Dataloader/MP Reference Manual

Table Of Contents
Recovery Strategies
DataLoader/MP Reference Manual424148-003
7-2
Design Time Considerations
Design Time Considerations
You should consider how you will load your database at the time you design it, along
with other considerations, such as query performance and online transaction
processing performance. Along with those considerations, consider how you will
recover if the load process fails. You must ensure that DataLoader/MP will be able to
read the data again, possibly in the same order as it read it on its first run.

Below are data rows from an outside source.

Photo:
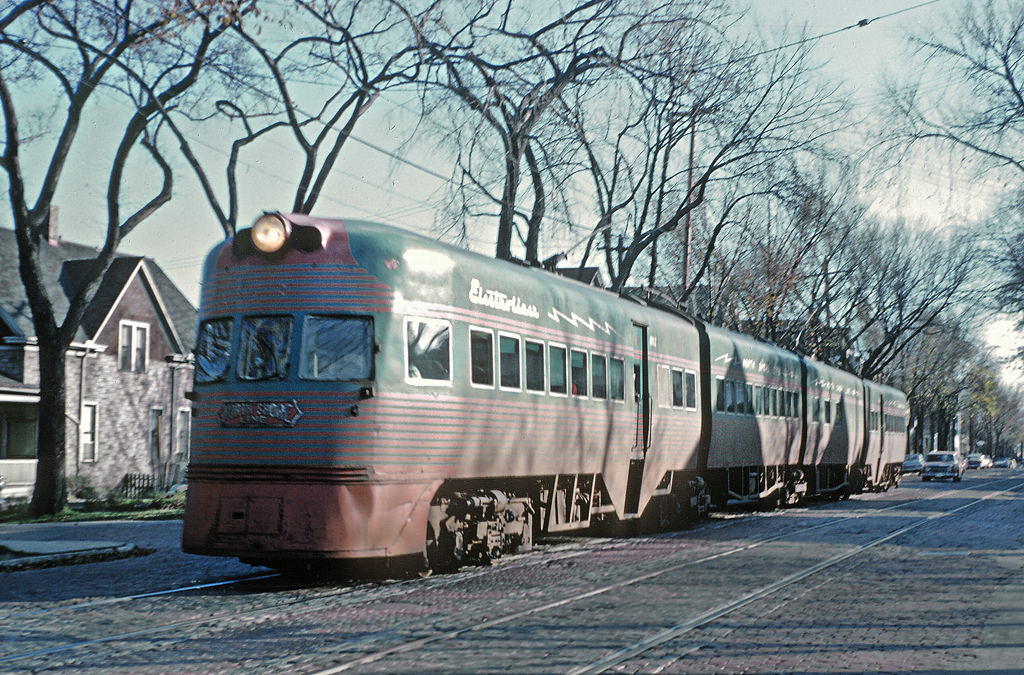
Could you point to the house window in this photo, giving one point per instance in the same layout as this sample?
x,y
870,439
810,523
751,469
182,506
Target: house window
x,y
133,349
87,432
184,432
156,434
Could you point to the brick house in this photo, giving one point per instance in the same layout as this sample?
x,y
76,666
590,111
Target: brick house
x,y
127,372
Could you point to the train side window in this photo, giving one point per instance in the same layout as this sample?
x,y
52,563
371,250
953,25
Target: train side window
x,y
664,386
509,363
481,357
336,348
534,353
556,370
598,376
428,350
616,377
578,372
213,349
265,346
690,389
677,388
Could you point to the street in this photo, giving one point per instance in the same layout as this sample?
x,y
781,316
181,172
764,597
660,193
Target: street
x,y
929,577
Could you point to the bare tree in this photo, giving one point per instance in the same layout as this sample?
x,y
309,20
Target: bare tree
x,y
90,49
715,124
506,69
983,119
313,88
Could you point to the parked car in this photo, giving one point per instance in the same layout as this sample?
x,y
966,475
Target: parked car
x,y
978,461
913,463
943,465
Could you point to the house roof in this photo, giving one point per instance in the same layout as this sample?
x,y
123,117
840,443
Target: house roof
x,y
66,264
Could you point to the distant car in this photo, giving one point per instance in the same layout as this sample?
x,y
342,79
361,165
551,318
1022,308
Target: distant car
x,y
913,464
978,461
942,465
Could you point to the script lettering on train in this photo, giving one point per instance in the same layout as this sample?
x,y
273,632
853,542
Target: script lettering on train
x,y
502,301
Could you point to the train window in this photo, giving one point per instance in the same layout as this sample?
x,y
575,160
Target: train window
x,y
481,357
599,376
535,366
730,399
213,349
265,345
578,368
336,348
556,370
677,388
616,378
428,350
664,386
509,363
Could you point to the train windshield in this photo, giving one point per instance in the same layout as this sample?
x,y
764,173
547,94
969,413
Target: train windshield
x,y
263,347
213,349
336,348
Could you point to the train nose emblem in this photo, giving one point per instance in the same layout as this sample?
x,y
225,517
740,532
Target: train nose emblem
x,y
259,413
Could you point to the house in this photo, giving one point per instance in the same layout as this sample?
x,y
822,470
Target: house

The database design process is a trade-off between a design that can be loaded
quickly and recover from failures during loads and a design that is optimized for other
functions. For example, putting all of the new data in a new partition or at the end of an
existing partition is good for load performance and recovery but can result in poor
application performance because placing all of the new data on a single disk eliminates
the possibility of using parallelism in the normal use of the database. No fixed set of
priorities exist, because different types of applications have different considerations.
Tools
The tools used to implement loading are:
DataLoader/MP: This tool uses single threaded or parallel processing to load
databases.
SQLCI LOAD: This tool replaces all of the data in a partition of a SQL/MP table.
SQLCI APPEND: This tool appends data to the end of a partition of a SQL/MP
table.
Some Basic Rules
In every case where it is necessary to perform recovery of the load process, recovery
will require that the DataLoader/MP process read the input data again, and in some
cases it must be in the exact same order, so you must determine if this is possible.
Whatever the data’s source, you must make sure that the data, or a copy of it, remains
unmodified until the load is successfully finished. If necessary, you must add steps to
your load scenario to make this occur.
For example, data in a disk file can easily be read again. However, if the data is being
received by FTP from another system, when you rerun the load after a failure, the data
might no longer be available, or might not be available in the same order. In that case,
you may need to add a step to the normal loading scenario to FTP the data to a disk
from which you can load, rather than loading it directly from the FTP process.
If you cannot reread the input data stream that was being processed when the failure
occurred, then you may not be able to craft a reliable failure recovery scenario.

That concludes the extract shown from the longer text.